My brother showed up to my mom’s wedding with a ridiculous mustache. He is currently running an election campaign, and he explained that a few people had made a pact that they would not shave their mustaches until they achieved victory.
That’s when I realized that I had this amazing natural resource that I wasn’t using in any way. And why not put my upper lip towards a good cause, and help my brother win his election? Thus, another victory ‘stash was born.
(though of course, we should give props to the original victory ‘stash)
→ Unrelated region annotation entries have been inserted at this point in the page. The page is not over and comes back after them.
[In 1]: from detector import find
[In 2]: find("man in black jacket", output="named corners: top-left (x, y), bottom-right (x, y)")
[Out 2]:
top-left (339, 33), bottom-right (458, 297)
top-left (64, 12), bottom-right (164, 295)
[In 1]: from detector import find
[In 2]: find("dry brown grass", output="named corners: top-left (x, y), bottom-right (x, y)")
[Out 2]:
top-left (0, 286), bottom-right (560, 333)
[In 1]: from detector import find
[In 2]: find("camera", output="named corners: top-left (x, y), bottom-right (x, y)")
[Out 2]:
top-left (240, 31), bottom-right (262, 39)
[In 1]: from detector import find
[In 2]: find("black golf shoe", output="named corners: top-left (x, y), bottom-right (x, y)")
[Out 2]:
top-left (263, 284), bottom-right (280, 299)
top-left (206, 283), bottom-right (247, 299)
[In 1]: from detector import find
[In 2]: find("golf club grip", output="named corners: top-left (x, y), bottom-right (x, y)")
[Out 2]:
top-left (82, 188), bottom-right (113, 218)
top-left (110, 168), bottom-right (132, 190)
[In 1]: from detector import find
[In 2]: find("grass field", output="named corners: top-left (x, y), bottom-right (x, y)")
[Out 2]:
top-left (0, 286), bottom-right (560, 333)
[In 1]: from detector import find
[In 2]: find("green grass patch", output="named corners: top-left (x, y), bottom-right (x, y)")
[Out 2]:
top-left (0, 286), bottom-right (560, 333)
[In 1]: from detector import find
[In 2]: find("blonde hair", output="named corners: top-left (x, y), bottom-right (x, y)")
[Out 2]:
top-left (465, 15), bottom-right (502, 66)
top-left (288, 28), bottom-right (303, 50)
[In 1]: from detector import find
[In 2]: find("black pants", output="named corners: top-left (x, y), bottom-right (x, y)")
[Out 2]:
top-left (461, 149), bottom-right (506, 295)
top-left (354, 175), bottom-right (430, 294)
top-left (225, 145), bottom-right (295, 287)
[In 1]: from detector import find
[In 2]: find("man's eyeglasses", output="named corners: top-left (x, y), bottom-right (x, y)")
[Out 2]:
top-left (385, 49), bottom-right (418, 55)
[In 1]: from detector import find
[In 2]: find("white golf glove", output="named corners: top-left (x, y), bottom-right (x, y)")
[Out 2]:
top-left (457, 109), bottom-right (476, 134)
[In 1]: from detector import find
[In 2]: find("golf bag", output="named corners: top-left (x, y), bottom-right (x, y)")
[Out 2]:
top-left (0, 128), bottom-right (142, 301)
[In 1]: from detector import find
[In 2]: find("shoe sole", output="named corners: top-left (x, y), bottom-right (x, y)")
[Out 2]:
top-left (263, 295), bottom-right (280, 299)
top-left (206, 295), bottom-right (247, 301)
I have always been a big fan of ever-changing, ever-more-ridiculous facial hair. Sara, however, is definitely not a fan of facial hair. I tried to explain to her about a man’s right to choose what he wants to do with his body, but she’s not buying it. Ugh, women! So insensitive. They give you a wedding ring, and then they think they own you. Well, this man is more than just a piece of meat! I’m a piece of meat with a mustache!
And quite honestly, I’m just so tired of being the most handsome man in the room. It’s such as hassle; it’s practically a disability. So I just need to handicap myself a little bit, to bring it down to everyone else’s level.
So far, the best part of having the mustache is watching people flounder around with what to say. Sometimes they say something like, “Uh…wow!”, or sometimes they say nothing at all. In either case, I can just see this process going on behind the eyes like, “I know him to be a reasonable man, and yet…” It’s like they just can’t process it. I just get to imagine these little conversations in their head, like, “Should I laugh about it, or does he honestly think that looks good?” It’s so fantastic.
I guess I can spot the people who think that I think it looks good, because they say something like, “Hey, I like the mustache! It looks good!” Okay, now how am I supposed to take someone seriously after that? Either they really think it looks good, which is kind of silly, or they don’t, in which case they are just lying to me.
I think the problem is that my mustache is not yet ridiculous enough. When it reaches epic proportions, then people will be less inclined to think I’m just an idiot. Then it will be patently obvious that it looks awesome, and nobody will feel the need to mention it, or give me fake compliments. Because then all the compliments will only be real.
Anybody have a good mustache wax vendor?